We also analyzed the three required smartphone patent areas (Wireless, OS/Software, Hardware), said Peter Misek, an analyst at Jefferies. Due to the dearth of companies with substantial patent portfolios in all three areas, we conclude that the patent wars are far from over. Also, the data supports our positive Apple Inc. thesis and cautious RIM thesis.
He said Apple Inc. has patent strength in hardware and OS/Software and it could be stronger in wireless. Apple's wireless position improved with its share of the Nortel Networks patents, but it still trails many of its competitors.
If Apple were to acquire InterDigital's solid LTE patent portfolio, it would create the strongest smartphone intellectual property portfolio, allowing Apple to avoid license fees (lowering its costs) while requiring competitors to pay license fees (raising their costs).
InterDigital is soliciting takeover offers, and he believes Apple and Microsoft are likely the primary bidders, but media reports have also pointed to Nokia, Ericsson, Samsung, HTC, Intel, and Qualcomm as bidding.
Except for HTC, the latter group has fairly strong wireless patent portfolios.
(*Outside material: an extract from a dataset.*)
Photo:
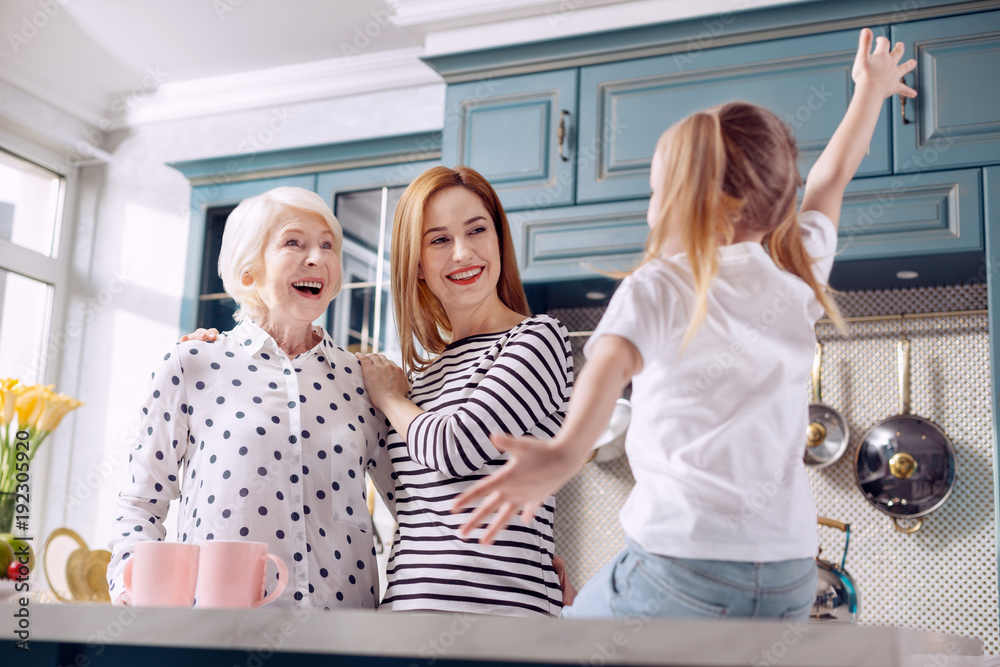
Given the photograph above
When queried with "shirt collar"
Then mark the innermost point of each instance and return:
(254, 339)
Another potential bidder for InterDigital's patent portfolio could be Facebook if it acquires HP's WebOS, he said.
The BlackBerry maker's patents are only minor portion of salvage value. He believes the liquidation value of RIM's patents is only about $2.5 billion. With an ongoing handset business, RIM's patent monetization value is likely only $1 billion, supporting his $21 cash cow salvage valuation.
Motorola Mobility appears to have been bought mostly for its patents. Google Inc. bought Motorola Mobility for $12.5 billion. He estimates the Home (set-top box) business to be $1.5 billion, patents $5 billion to $7 billion ($3 billion for LTE-related), and $3 billion cash, leaving the handset business at $1 billion to $3 billion.
This implies Google mainly bought Motorola Mobility for its patents but also places some value on its hardware business, he said.
Three main patent pools in smartphones: OS and software, hardware, wireless. He believes work-arounds are much easier for the OS and software, and that customers are often covered by their semiconductor and component suppliers' patents.
This has made wireless patents the primary battleground. However, unless companies have substantial portfolios in all three areas (e.g., Nokia, IBM), they are likely to be still embroiled in the patent wars. His analysis focused on LTE (i.e., 4G) as it will become a key requirement.
Most attempts to value patents focus either on counting the total number of patents a company has, but the important number is the number of essential patents, counting the essential patents in the ETSI library, but this data is self-reported, he said.
Alternatively, the essentiality of LTE patents can be determined by lawsuit decisions (none yet), licensing agreements, or purchases. Of the latter two, there is no public data apart from the $4.5 billion purchase of Nortel's patent portfolio, he said.
Industry experts screened thousands of patents and then individually analyzed 1,400 patents to determine their essentiality to the LTE standards. Then Misek analyzed Nortel's portfolio, estimated how much of the purchase price was for the LTE patents, and used this value as a reference for other companies' portfolios.
Our analysis determined that Nortel has 4 percent of the essential LTE patents and was worth $1.35 billion (30 percent of $4.5 billion), said Misek.
This, compared to LG, was worth 23 percent ($7.9 billion), Qualcomm was worth 21 percent ($7.3 billion), Motorola Mobility was worth 9 percent ($3.3 billion), InterDigital was worth 9 percent ($3.3 billion), Nokia was worth 9 percent ($3.1 billion), Samsung was worth 9 percent ($3.1 billion), ZTE was worth 6 percent ($2.1 billion), Ericsson was worth 2 percent ($600 million), RIM was worth 1 percent ($400 million), and Huawei was worth 1 percent ($200 million).
In geographies and industries where cross licensing, foreign ownership, competition, and asset transfer restrictions are present, a significant discount should be applied, he said.